Alternative Investments

As their name implies, alternative investments typically involve investments other than one of the three conventional asset classes: common stocks, bonds and cash. These investments are alternative in the sense that they purport not to be closely correlated with traditional financial markets. In theory, when common stocks or bonds zig, alternative investments zag. This feature, if present, tends to reduce volatility.

Alternative investments are highly complex investments that involve significant fees and risk of loss. They include venture capital investments, private equity, hedge funds, exchange-traded funds, limited partnerships, structured products, and junk bonds.

Most alternative investments were first used by institutional investors. They were often tailored to meet a specific investor’s needs. They became popular with individual investors in recent years when traditional stocks and bonds produced reduced returns and high volatility. Alternative investments typically use techniques such as shorting, hedging or taking long-short positions. They also often use complicated instruments such as options, derivatives and hybrid securities in an effort to achieve their goals. Many of these techniques are highly complex and/or require knowledge of advanced mathematics to even begin to understand the product. Moreover, the actual implementation of the strategy is opaque and virtually impossible to follow.

The liquidity of alternative investments tends to be poor or absent. Private equity, natural resource limited partnerships, and real estate often require lockup periods of 10 years or more. Many hedge funds have lockups of several years. Redemptions, if available, are often restricted to specific periods, and may require up to 6 months’ notice. In addition, these investments generally are not traded on any market. Thus, there is no way to determine the value of these investments, and they are difficult, if not impossible, to sell.

Finally, most alternative investments involve extremely high fees and related costs.

Why then are so many investors attracted to alternative investments? In this regard, it is important to understand that alternative investments are said to be “sold not bought,” meaning that sales are often the result of aggressive marketing rather than investor demand. In the volatile bear markets following the tech wreck, the credit crisis, and the economic and market turmoil of 2008-2011, many investors reported that they were uncomfortable investing in the stock market. In fact, over the last decade, the returns of many equity investors have not kept up with inflation. Since investors wanted better returns with a hedge against the downside, promoters have sold alternative investments by promising protection against stock market declines plus returns that range from reasonable to outright eye-popping.

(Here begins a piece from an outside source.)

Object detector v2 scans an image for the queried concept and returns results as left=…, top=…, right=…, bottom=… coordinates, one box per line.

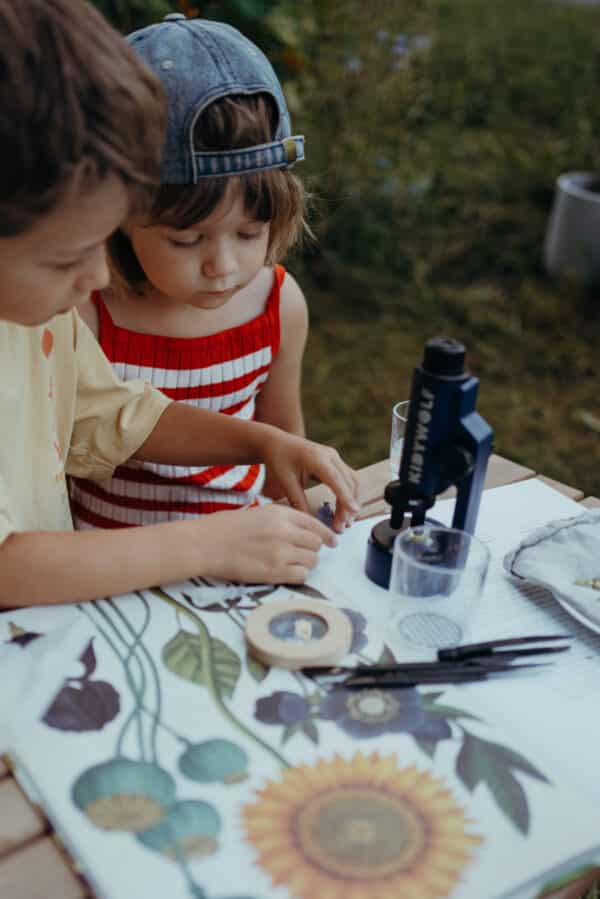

Wall Street is very adept at creating new products designed to have broad appeal. Unfortunately, both the downside protection and upside potential of alternative investments tend to be exaggerated. When an alternative investment is successfully marketed, others flood the market with competing products and investors pile in. This has happened with both exotic exchange-traded funds and hedge funds, for example. This can lead to a bubble and its inevitable bursting.

Despite claims to the contrary, alternative investments are sometimes highly correlated with traditional financial markets. For example, correlation between financial markets and hedge funds reportedly spiked to almost 80% in August 2011. As a result of this and other factors, such as the use of leverage and concentrated positions, alternative investments can be highly volatile.

Alternative investments suffer from extraordinarily high fees and expenses, and, as a result, they must earn substantially higher returns than a traditional equity or bond mutual fund just to equal the returns of such investments after fees, expenses, and taxes. To have a chance of doing that, they must expose investors to substantially higher risk, usually in the form of high leverage and concentrated positions.

The complexity of alternative investments makes them difficult for advisers and their clients to understand. They are fraught with risk, much of it not well-understood by advisers and, therefore, not explained well to investors. Advisers and their clients should carefully evaluate these products before recommending or investing in them. Unless they are looking for an investment that is like picking up nickels in front of a steamroller, most alternative investments should be avoided.